We have cooked a simple scramble or bhurji to keep the nutrient values intact. The scramble has been cooked with minimal spices and flavoured with the fragrant homemade curry powder. You can substitute it with regular garam masala incase you don’t have the curry powder handy.
Paneer Bhurji can be prepared in no time, with the easy to available ingredients from the pantry. All you need is 200 grams of paneer, one onion, tomato and a few spices and your delicious Paneer Bhurji will be cooked in no time. You can alter the recipe, with you preferred spices. To make it gravy like, instead of the diced tomatoes add its pulp and finish off with a little cream. Delicious curry will be ready to scoop out with the pieces of flaky parathas.
The husband is not very fond of Paneer though, so I tend to sneak in this bhurji into sandwiches or as a stuffing for parathas (Indian flat bread) that he loves to eat. 😉
Serve the Paner Bhurji / Cottage Cheese Scramble for breakfast along with a slice or two of whole wheat bread, or turn it into a sandwich filling, or better still it tastes great with flaky parathas (whole wheat flat breads) and salads.
Serves : 2
200 grams Paneer / Cottage Cheese
1 Onion, finely chopped
1 Tomato, finely chopped
2 Green Chillies, finely chopped
1 tablespoon Ginger-Garlic Paste
1/2 teaspoon cumin seeds
1/4 teaspoon Turmeric Powder
1/2 teaspoon Red Chilli Powder
2 teaspoons Coriander Powder
1 teaspoon Curry Powder
2 teaspoons oil
Salt to taste
- Heat oil in a pan, add cumin seeds and let it splutter.

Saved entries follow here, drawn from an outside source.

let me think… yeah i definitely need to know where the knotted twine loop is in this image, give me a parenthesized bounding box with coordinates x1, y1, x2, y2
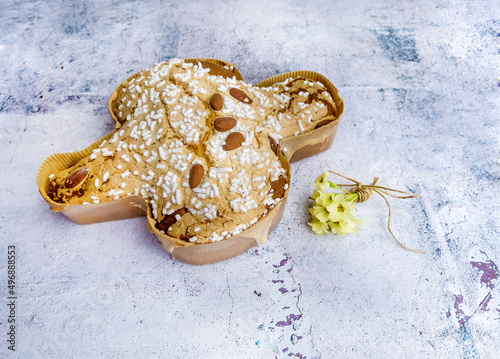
(328, 170, 425, 254)
(350, 176, 378, 202)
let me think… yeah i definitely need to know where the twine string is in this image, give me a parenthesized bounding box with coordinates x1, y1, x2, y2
(328, 170, 425, 254)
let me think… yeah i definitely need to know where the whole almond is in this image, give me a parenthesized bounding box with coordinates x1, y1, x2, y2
(270, 175, 286, 200)
(209, 93, 223, 111)
(189, 164, 205, 188)
(199, 61, 235, 79)
(179, 235, 192, 242)
(268, 136, 278, 155)
(213, 117, 236, 132)
(156, 207, 187, 232)
(223, 132, 245, 151)
(315, 119, 333, 129)
(65, 167, 88, 188)
(230, 88, 253, 104)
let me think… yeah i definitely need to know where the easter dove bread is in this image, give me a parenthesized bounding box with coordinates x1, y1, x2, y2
(38, 58, 343, 264)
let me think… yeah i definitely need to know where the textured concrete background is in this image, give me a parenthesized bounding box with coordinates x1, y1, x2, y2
(1, 0, 499, 358)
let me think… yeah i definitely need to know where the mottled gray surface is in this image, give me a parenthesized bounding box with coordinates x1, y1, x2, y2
(1, 0, 499, 358)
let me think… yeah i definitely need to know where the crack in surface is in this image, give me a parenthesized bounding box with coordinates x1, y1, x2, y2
(225, 268, 236, 341)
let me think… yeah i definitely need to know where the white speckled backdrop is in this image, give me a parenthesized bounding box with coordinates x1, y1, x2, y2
(1, 0, 499, 358)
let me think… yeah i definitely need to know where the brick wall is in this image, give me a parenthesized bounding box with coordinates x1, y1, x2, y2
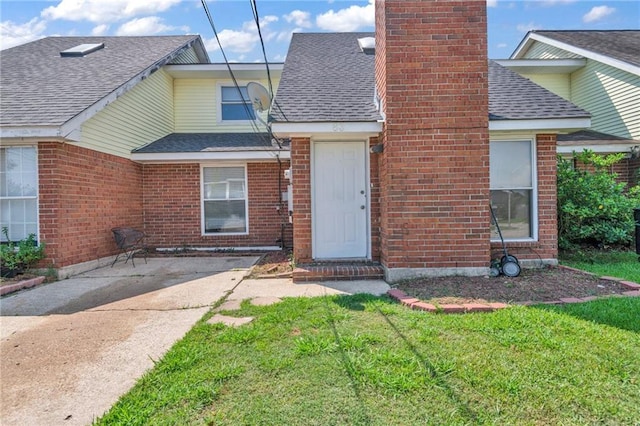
(142, 161, 290, 248)
(291, 138, 312, 262)
(375, 0, 490, 272)
(38, 142, 143, 267)
(491, 134, 558, 262)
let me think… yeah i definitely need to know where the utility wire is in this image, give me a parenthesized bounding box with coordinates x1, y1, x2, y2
(200, 0, 274, 151)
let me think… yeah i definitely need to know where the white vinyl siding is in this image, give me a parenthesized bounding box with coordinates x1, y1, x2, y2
(523, 42, 582, 59)
(174, 78, 276, 133)
(81, 69, 174, 157)
(520, 73, 571, 100)
(169, 47, 199, 64)
(0, 146, 38, 242)
(571, 61, 640, 139)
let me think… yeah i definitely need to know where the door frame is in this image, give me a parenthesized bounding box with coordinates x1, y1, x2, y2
(310, 139, 371, 260)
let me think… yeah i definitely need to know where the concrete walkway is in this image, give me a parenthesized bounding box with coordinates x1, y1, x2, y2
(0, 257, 389, 426)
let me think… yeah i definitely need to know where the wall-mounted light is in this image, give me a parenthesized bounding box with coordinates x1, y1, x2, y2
(370, 143, 384, 154)
(631, 145, 639, 159)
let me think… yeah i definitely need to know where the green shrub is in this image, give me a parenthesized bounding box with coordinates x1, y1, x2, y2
(0, 227, 46, 275)
(557, 150, 640, 249)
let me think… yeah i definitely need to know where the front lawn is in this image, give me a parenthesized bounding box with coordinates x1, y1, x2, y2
(97, 294, 640, 425)
(561, 249, 640, 283)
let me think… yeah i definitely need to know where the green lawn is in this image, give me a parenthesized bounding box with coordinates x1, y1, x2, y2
(96, 294, 640, 425)
(561, 249, 640, 283)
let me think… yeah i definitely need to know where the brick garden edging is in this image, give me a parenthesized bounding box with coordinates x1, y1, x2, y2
(387, 271, 640, 314)
(1, 276, 46, 296)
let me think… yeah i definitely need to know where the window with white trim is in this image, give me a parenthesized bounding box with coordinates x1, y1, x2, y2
(220, 86, 255, 121)
(202, 166, 248, 234)
(0, 146, 38, 242)
(490, 140, 535, 240)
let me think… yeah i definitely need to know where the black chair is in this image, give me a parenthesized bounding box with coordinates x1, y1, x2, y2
(111, 227, 147, 267)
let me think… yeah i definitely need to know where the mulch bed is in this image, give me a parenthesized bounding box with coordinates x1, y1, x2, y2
(396, 266, 631, 304)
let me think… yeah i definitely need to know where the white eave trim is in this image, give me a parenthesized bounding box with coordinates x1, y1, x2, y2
(131, 150, 290, 163)
(271, 121, 383, 137)
(489, 117, 591, 132)
(0, 125, 79, 141)
(512, 33, 640, 76)
(557, 143, 638, 154)
(494, 58, 586, 74)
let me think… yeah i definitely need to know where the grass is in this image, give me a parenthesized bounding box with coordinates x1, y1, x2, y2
(96, 294, 640, 425)
(561, 249, 640, 283)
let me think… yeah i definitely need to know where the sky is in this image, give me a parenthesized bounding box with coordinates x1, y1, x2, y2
(1, 0, 638, 60)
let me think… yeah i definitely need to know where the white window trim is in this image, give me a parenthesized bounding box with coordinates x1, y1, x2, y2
(490, 137, 538, 243)
(200, 163, 249, 236)
(0, 145, 40, 244)
(216, 81, 255, 125)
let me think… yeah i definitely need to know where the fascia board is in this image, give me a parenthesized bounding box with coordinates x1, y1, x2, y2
(131, 150, 290, 163)
(489, 117, 591, 132)
(271, 121, 383, 137)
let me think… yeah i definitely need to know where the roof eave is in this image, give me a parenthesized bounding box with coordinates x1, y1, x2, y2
(0, 125, 79, 141)
(271, 121, 383, 138)
(511, 32, 640, 76)
(131, 150, 290, 163)
(489, 117, 591, 132)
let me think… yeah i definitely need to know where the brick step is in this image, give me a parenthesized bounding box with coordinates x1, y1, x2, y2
(293, 262, 384, 283)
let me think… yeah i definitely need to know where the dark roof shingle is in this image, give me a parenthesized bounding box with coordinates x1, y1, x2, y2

- Add the chopped onions and saute until it turns translucent.
- Add the ginger garlic paste and cook until the raw smell goes away.
- Add the tomatoes, green chilies and saute until tomatoes turn soft.
- Add in the spices – turmeric, coriander, red chilli and curry powder and saute until the oil leaves the sides of the pan.
- Now, roughly scramble the paneer cube with hands and add into the pan and mix well.
- Let the scramble cook for 5 minutes and switch off the flame.
- Garnish with coriander leaves and serve (I din’t since i ran out of it).